A 7-year-old me convinced my mom that she should take me to the new “Star Wars” sequel. It was called “Spaceballs.”

The next day at elementary school recess, I swore enough to match any sailor, trucker or fellow columnist Fantzy Pants. I think bad karma followed along my movie journeys with my mom.

Fast forward about a decade, when my mom and I saw “True Lies.” Lots of explosions and more explosions. Then, weirdness.

Jamie Lee Curtis does a pretty gosh darn erotic striptease — which was all fun and games except I was sitting right next to my mom in the theater. Have you ever been a 14-year-old boy bursting with more hormones than a Monsanto cornfield? It’s hard to pretend like you’re not enjoying something as you’re enjoying it, but feeling guilty about hiding your boner at the same time.

It’s probably the first and last time I’ve thought, “I wish there was less nudity and more of Arnold’s acting.”

Then I rented “American Beauty.” I thought Mom would like to see and discuss a nice character-driven flick.

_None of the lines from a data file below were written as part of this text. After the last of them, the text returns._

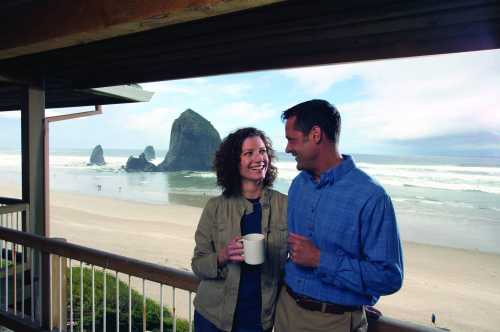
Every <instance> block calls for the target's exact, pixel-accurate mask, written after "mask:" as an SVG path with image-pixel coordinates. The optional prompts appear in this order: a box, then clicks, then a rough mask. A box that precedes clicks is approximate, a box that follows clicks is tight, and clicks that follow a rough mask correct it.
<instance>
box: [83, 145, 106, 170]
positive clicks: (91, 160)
mask: <svg viewBox="0 0 500 332" xmlns="http://www.w3.org/2000/svg"><path fill="white" fill-rule="evenodd" d="M87 165H88V166H92V165H97V166H102V165H106V162H105V161H104V152H103V151H102V147H101V145H97V146H96V147H95V148H94V150H92V154H91V155H90V162H89V163H88V164H87Z"/></svg>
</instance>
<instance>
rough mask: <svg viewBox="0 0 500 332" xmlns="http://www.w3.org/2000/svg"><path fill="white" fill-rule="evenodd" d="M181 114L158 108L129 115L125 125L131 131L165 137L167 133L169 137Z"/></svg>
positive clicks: (173, 110)
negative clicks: (173, 123) (175, 120)
mask: <svg viewBox="0 0 500 332" xmlns="http://www.w3.org/2000/svg"><path fill="white" fill-rule="evenodd" d="M179 114H180V111H179V110H175V109H170V108H167V107H158V108H154V109H153V110H151V111H146V112H140V113H138V112H135V113H128V114H127V116H126V117H125V121H123V123H124V124H125V127H126V128H127V129H129V130H133V131H143V132H144V133H151V135H165V133H167V135H168V134H169V133H170V128H171V127H172V123H173V122H174V120H175V119H176V118H177V117H178V116H179Z"/></svg>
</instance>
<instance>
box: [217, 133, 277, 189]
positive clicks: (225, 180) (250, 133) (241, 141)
mask: <svg viewBox="0 0 500 332" xmlns="http://www.w3.org/2000/svg"><path fill="white" fill-rule="evenodd" d="M255 136H258V137H260V139H261V140H262V141H263V142H264V145H265V146H266V150H267V155H268V157H269V164H268V166H267V173H266V176H265V178H264V181H263V186H264V187H271V186H272V185H273V182H274V180H275V179H276V176H277V175H278V169H277V168H276V166H274V164H273V161H274V160H275V158H276V156H275V153H274V150H273V147H272V145H271V140H270V139H269V137H267V136H266V135H265V134H264V132H263V131H261V130H258V129H256V128H253V127H247V128H241V129H238V130H236V131H235V132H233V133H231V134H229V135H228V136H227V137H226V138H224V140H223V141H222V143H221V144H220V146H219V149H218V150H217V152H216V153H215V159H214V169H215V172H216V174H217V184H218V185H219V186H220V187H221V188H222V194H223V195H224V196H226V197H230V196H239V195H241V175H240V161H241V147H242V146H243V142H244V141H245V139H247V138H248V137H255Z"/></svg>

Why not? The first scene is Kevin Spacey jacking off in the shower. Yep. Kind of a weird conversation starter.

I tried to get her to watch “Silver Linings Playbook,” but she thought it was stupid. I wanted her to like “Casino Royale,” but she likes Sean Connery a lot more than Daniel Craig. I mean, everybody likes their own generation’s Bond, but still, Daniel Craig. C’mon, Mom. While she kind of enjoyed the new “Jungle Book,” she really preferred the cartoon version. Fair enough.

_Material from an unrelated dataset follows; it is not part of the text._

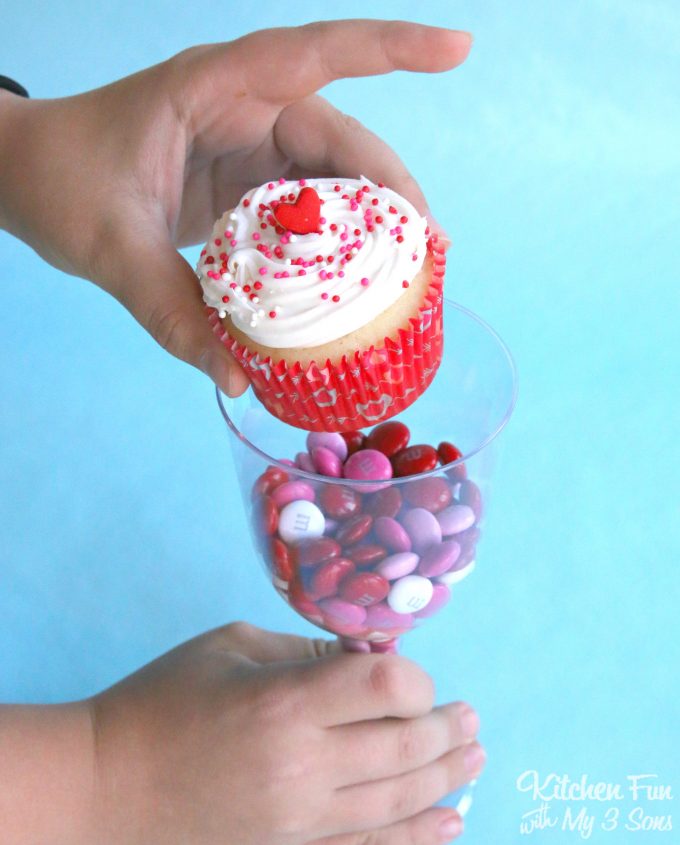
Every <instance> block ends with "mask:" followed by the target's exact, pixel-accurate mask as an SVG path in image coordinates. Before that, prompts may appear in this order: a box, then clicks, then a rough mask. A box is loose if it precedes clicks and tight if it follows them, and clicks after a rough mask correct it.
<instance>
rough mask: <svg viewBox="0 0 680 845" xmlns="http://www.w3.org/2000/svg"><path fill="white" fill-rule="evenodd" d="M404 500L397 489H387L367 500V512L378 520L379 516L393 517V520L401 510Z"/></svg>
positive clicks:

But she taught me that not everything you watch needs to be a film. When we toured London, she wanted to see some plays, performances and musicals. I prepped myself to be incredibly bored, so I drank a bit too much Earl Grey and charged my phone so I could catch up on Facebook.

We attended “Murder on the Orient Express,” which is the longest-running show in London and written by some lady named Agatha Christie, who’s famous or something. In order to make it interesting, we bet a pound on who the killer was. I lost, but the little gamble was a blast.

She picked “Riverdance 2” over “Lion King,” “War Horse” and some others. My mom loves Irish stuff, so this seemed logical. Well, let me tell you, the sequel is absolutely the dumbest thing I’ve ever seen. Spoiler alert: Darth Maul terrorizes a fairy until Daft Punk’s version of Thor defeats him in a riverdance off.

And then there was “Jersey Boys.” I knew nothing of it, but my mom led me to believe it’s a musical about gangsters. What I witnessed was my mom being happier than I’ve seen her in ages. She kept turning to me with joyful tears saying things like, “I remember watching that episode of the Ed Sullivan Show with the Four Seasons” and “That was one of my first records.”

Yeah, I lied so I could hear Rick Moranis as Dark Helmet cuss about everything Schwartz related, but ages later, my mom and I shared a perfect moment during a musical about her favorite band. I’d say that’s a good trade-off.